PARENTS Jon and Leslye Pierce-Russell have had matching tattoos done to honour their son and other like him who have Down’s Syndrome.

The Lucky Few tattoo – three chevrons representing the three copies of the 21st chromosome that babies with Down’s are born with – has become a global phenomenon in the last few months.

Their boy Sam, 26, has thrived. In fact he was one of the first children with the condition in Swindon to go to a mainstream school.

And it was when she was researching on the internet that Leslye discovered the tattoo devised by a fellow mum in Australia. Mica May was at a retreat with other mothers when the idea of getting matching inks arose.

After she posted it on Instagram the idea when viral and now parents of Down’s children all over the world are wearing the same symbol on their skin.

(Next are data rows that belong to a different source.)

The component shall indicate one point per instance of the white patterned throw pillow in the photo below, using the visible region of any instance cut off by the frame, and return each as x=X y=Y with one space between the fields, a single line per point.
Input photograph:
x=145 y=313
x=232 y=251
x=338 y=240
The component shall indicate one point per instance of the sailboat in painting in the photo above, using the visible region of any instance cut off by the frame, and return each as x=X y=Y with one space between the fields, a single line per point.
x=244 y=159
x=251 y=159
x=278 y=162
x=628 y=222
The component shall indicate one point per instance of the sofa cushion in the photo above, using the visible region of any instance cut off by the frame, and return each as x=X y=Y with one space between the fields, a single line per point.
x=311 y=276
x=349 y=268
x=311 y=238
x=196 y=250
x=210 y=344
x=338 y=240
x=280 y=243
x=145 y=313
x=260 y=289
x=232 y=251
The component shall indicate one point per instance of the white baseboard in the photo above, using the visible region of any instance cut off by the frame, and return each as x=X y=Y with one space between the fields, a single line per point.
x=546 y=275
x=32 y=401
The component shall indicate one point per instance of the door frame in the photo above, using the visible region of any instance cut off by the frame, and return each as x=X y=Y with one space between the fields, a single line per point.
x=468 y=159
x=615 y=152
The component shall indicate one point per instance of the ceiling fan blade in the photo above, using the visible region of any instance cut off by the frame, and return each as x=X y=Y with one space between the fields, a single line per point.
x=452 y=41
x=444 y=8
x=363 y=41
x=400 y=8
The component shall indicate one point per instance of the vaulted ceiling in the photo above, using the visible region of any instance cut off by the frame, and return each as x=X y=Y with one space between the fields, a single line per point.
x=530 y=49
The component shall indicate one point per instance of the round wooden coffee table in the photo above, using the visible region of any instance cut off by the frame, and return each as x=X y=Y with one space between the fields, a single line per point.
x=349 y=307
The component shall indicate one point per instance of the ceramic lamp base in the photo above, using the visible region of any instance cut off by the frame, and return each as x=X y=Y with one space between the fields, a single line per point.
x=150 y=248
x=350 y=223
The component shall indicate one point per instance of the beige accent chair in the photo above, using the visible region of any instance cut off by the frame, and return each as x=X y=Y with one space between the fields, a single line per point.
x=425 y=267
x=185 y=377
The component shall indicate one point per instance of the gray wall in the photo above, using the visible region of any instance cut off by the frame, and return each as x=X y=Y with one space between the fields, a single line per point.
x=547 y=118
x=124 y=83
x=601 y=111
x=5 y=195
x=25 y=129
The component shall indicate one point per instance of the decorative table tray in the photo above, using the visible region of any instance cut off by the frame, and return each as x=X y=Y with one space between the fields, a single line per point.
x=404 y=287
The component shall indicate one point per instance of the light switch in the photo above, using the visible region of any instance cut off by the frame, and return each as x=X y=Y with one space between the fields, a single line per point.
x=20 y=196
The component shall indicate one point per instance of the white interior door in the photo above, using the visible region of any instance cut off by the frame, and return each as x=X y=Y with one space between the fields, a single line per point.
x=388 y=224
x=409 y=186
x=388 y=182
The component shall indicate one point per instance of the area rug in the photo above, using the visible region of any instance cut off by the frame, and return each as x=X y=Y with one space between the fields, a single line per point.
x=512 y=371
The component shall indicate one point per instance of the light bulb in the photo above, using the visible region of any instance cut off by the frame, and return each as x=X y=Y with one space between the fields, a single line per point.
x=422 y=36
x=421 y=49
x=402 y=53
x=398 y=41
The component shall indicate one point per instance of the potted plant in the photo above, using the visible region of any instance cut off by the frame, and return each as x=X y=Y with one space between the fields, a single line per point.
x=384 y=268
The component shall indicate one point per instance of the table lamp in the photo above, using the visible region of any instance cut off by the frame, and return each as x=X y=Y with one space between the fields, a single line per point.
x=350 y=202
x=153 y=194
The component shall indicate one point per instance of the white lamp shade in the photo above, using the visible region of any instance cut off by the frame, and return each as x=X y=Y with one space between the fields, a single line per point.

Leslye said: “I’ve got a couple of tattoos. I had a beautiful one done for Sam last year. But this one really signifies the meaning behind it. When I saw it I thought: ‘You know what? I want that done!’” she said. “When I told Jon he said we’d have it done together.”

One of the founder members of Swindon Down’s Syndrome Group more than 20 years ago, she explained she wanted people to ask what it meant and she would be able to tell them about the Lucky Few. It is the title of a book chronicling the experience of a mother of two children with the condition who decided that what others saw as misfortune was really pure luck.

“We have got a kid with Down’s and we are always aiming forward,” said Leslye. “Everyone who meets him falls in love with him. He is just a good person to be around.” But she added Sam himself hadn’t realised the importance of the strange pattern on his parents’ arms of the fact that they wanted to celebrate him. “To him it is just some drawing on my arm. I had to tell him it was for him.”

Down’s Syndrome is caused by an extra chromosome and affects one in 1,000 babies.There are around 40,000 people with the condition in the UK.